Fleur Geffrier dans Les gouttes de Dieu.©Apple TV+

Comme le souligne l’édition anglophone du journal Le Monde, le récit de Tadashi Agi et Shū Okimoto se distingue des autres œuvres du genre par son ton pédagogique et sa capacité à démocratiser le vocabulaire parfois abscons et technique de l’univers des sommeliers. Loin d’être une lecture difficile, Les gouttes de Dieu se veut au contraire une porte d’entrée candide, mais précise sur son univers, comme le souligne le chercheur Andrew James dans la revue ICLEA de l’Université de Grenoble. Une habileté à rendre la dégustation abordable et ludique dans un Japon où le monde du vin était alors encore réservé à une élite. Depuis, le pays connait un certain engouement pour le sujet, y compris à travers la production locale, jadis confidentielle.

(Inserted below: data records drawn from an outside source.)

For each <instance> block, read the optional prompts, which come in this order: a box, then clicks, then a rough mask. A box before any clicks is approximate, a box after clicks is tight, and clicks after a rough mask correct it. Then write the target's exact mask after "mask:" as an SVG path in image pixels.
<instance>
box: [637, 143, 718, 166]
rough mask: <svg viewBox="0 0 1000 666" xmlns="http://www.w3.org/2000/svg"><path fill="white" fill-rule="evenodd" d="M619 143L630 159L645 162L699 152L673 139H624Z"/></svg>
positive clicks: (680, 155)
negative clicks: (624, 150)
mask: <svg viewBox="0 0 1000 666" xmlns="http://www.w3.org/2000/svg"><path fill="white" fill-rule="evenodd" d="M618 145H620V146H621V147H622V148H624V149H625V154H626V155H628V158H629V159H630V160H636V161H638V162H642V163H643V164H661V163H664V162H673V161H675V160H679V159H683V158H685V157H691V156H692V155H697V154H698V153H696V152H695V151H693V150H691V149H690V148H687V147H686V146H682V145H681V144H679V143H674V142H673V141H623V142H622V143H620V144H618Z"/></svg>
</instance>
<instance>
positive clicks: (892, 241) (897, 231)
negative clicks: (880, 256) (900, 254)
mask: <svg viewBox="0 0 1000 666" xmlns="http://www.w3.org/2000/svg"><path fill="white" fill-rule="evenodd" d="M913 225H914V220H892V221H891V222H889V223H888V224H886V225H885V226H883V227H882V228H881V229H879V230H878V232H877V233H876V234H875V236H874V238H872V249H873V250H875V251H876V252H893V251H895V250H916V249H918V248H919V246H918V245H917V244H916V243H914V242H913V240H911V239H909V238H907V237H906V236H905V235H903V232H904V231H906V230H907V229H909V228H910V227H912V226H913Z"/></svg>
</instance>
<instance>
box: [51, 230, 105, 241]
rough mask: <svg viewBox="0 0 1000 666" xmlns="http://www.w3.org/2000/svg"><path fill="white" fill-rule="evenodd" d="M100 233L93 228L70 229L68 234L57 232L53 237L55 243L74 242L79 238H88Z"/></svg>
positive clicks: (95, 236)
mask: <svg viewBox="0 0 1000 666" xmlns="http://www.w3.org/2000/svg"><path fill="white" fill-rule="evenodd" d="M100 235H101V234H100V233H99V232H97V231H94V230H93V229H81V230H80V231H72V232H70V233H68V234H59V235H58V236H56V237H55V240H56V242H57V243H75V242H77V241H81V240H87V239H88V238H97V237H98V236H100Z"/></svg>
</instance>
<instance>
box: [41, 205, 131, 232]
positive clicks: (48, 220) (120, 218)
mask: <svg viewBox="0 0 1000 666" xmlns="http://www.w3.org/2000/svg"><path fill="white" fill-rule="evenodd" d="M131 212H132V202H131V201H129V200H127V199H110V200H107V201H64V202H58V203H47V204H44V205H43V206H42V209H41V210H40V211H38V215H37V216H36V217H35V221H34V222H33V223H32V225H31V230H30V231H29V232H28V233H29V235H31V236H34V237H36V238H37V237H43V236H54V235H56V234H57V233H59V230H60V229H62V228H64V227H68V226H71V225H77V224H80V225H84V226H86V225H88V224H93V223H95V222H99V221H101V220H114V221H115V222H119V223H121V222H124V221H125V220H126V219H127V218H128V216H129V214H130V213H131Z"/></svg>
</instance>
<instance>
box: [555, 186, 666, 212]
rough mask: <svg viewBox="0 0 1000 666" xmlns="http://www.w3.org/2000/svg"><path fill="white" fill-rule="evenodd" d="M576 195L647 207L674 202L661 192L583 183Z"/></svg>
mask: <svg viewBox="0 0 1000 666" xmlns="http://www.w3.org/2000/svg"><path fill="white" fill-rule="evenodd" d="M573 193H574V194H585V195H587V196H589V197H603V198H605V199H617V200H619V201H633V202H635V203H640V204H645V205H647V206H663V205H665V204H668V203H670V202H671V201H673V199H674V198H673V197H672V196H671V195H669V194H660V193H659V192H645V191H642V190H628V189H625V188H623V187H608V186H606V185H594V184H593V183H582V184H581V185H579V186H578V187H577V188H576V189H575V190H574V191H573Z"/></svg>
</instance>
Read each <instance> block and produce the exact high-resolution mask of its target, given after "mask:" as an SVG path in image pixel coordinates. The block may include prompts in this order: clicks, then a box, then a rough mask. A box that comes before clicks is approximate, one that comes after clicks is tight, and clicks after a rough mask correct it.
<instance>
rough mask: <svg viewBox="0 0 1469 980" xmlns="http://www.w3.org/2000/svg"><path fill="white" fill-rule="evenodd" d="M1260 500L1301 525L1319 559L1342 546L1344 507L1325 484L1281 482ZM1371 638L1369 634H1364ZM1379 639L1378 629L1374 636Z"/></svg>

Un impact réel et durable sur l’économie viticole

Plus étonnant encore que son succès en librairie, le manga a également créé un engouement notable pour le vin français en général, et pour les vignobles représentés dans la série en particulier. Ils ont connu une augmentation de leurs exportations vers l’Asie depuis le début du show. Un fait qui se produit dans un contexte où les vins français de qualité sont très populaires au Japon, en Chine, ou encore dans des marchés émergents comme Taiwan – autant de territoires où la BD a connu un succès conséquent.

Tomohisa Yamashita et Fleur Geffrier dans Les gouttes de Dieu.©Apple TV+

Recommandé par un nombre important de sites et de revues sur le vin à travers le monde, Les gouttes de Dieu consacre des chapitres entiers à vanter, pour des raisons scénaristiques, les qualités et les défauts de nombre de crus bien réels. Ce qui a, dès la fin des années 2000, causé une ruée vers des vins encore largement obscurs en Asie – voire obscurs tout court.

La reconnaissance officielle du gouvernement

Plusieurs viticulteurs français complètement méconnus, sinon des spécialistes, ont ainsi vu leur modeste production exploser avec le succès de la série. Le château Mont-Pérat, par exemple, aurait plus que doublé ses ventes après la publication du manga, et aurait vu le prix moyen de certaines de ses bouteilles multiplié par dix. Le vignoble a par ailleurs produit une cuvée spéciale en l’honneur de la série.

Tomohisa Yamashita dans Les gouttes de Dieu.©Apple TV+

D’autres histoires similaires ont émaillé la publication de la bande dessinée et de ses suites : les ventes de château Poupille, de Saint-Estèphe ou encore de château Le Puy ont fortement augmenté au fil des différentes traductions du manga à travers le monde. Un phénomène qui a également été observé avec des vins italiens présentés dans le manga, qui ont gagné une soudaine popularité en Corée du Sud.

Et si les bouteilles ont fait le voyage vers l’Asie, la BD a aussi attiré des visiteurs en France, y compris dans des régions habituellement peu prisées des touristes japonais, comme les vignobles de Bourgogne. L’impact économique des Gouttes de Dieu a par ailleurs été officiellement reconnu par le gouvernement français, qui a à ce titre récompensé par deux fois les auteurs du manga.

Fleur Geffrier et Tomohisa Yamashita dans Les gouttes de Dieu.©Apple TV+

En 2011, Agi et Okimoto se sont ainsi vus décerner la médaille de l’ordre du Mérite agricole pour leur impact sur les vignobles français. Puis, en 2018, ils ont reçu celle de l’ordre des Arts et des Lettres pour leur travail de pédagogie sur la culture viticole.

L’œuvre originale semble désormais définitivement achevée après la fin de la publication du spin-off Héritage en 2024, publié chez Glénat comme le reste de la série. Mais la licence, elle, demeure bien vivante. Les traductions de l’œuvre en cours à travers le monde, les adaptations en jeu vidéo et la série Apple TV+ continuent ainsi d’amener un nouveau public à découvrir le monde mystérieux des sommeliers d’élite.